Tammisto T, Tigerstedt I
Acta Anaesthesiol Scand. 1977;21(1):17-23. doi: 10.1111/j.1399-6576.1977.tb01187.x.
The demand for intermittant halothane supplementation during N2O-O2-relaxant anaesthesia was studied in 25 alcohlics (annual consumption over 15 1 pure alcohol) scheduled for biliary or gastric surgery. The controls were 45 non-alcoholics and 43 patients with an annual consumption of between 1 to 15 1. Thiopental (3 mg/kg/min) was given for induction. After intubation, halothane supplementation was given in 0.5% concentration for 10-min periods. Standardized criteria for halothane supplementation were various motor and autonomic responses to painful stimuli. Muscular relaxation was kept fairly constant (roughly 90%), as assessed visually with the aid of a peripheral nerve stimulator. The total time for which halothane supplementation was given, expressed as a percentage of the total anaesthesia time, was used as an indication of the need for halothane supplementation. The need for thiopental for induction was not increased to a statistically significant extent in alcoholics, but signs of excitation did occur in 40% as compared with 11% in non-alcoholics (P less than 0.01). The demand for halothane supplementation was higher in alcoholics (47 +/- 4.8%, s.e. mean) than in non-alcoholics (33 +/- 2.3%). This difference, however, was partly due to the higher incidence of gastric surgery, which required more supplementation than biliary surgery. Analysis of the different criteria indicating the need for halothane supplementation revealed that an increase in blood pressure or heart rate was more common in non-alcoholics, whereas motor irritability, sweating and lacrimation were more frequent in alcoholics. Management of the anaesthetic posed no special difficulties in the alcoholics with an estimated mean annual consumption of 32 +/- 4 (s.e. mean) litres of absolute alcohol. Three patients (5% of the alcohol consumers) reported dreams or recollections, suggesting that this mode of halothane supplementation does not guarantee an adequate anaesthetic depth. The difficulties and biases associated with this type of analysis are discussed.

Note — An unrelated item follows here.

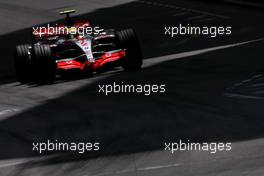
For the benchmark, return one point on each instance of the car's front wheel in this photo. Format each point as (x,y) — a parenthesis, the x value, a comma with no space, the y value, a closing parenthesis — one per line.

对25例计划进行胆道或胃部手术的酗酒者(年纯酒精摄入量超过15升)在N₂O - O₂ - 肌松药麻醉期间间歇性补充氟烷的需求进行了研究。对照组为45例非酗酒者和43例年酒精摄入量在1至15升之间的患者。诱导时给予硫喷妥钠(3毫克/千克/分钟)。插管后,以0.5%的浓度给予氟烷补充,每次10分钟。补充氟烷的标准化标准是对疼痛刺激的各种运动和自主反应。借助外周神经刺激器进行视觉评估,肌肉松弛程度保持相当恒定(约90%)。补充氟烷的总时间占总麻醉时间的百分比被用作补充氟烷需求的指标。酗酒者诱导时硫喷妥钠的需求量没有增加到具有统计学意义的程度,但40%的酗酒者出现兴奋迹象,而非酗酒者为11%(P小于0.01)。酗酒者对氟烷补充的需求高于非酗酒者(47±4.8%,标准误均值),而非酗酒者为(33±2.3%)。然而,这种差异部分归因于胃部手术的发生率较高,胃部手术比胆道手术需要更多的补充。对表明需要补充氟烷的不同标准进行分析发现,血压或心率升高在非酗酒者中更常见,而运动激惹、出汗和流泪在酗酒者中更频繁。对于估计平均年纯酒精摄入量为32±4(标准误均值)升的酗酒者,麻醉管理没有造成特殊困难。3例患者(占酗酒者的5%)报告有梦境或回忆,提示这种氟烷补充方式不能保证足够的麻醉深度。讨论了与这类分析相关的困难和偏差。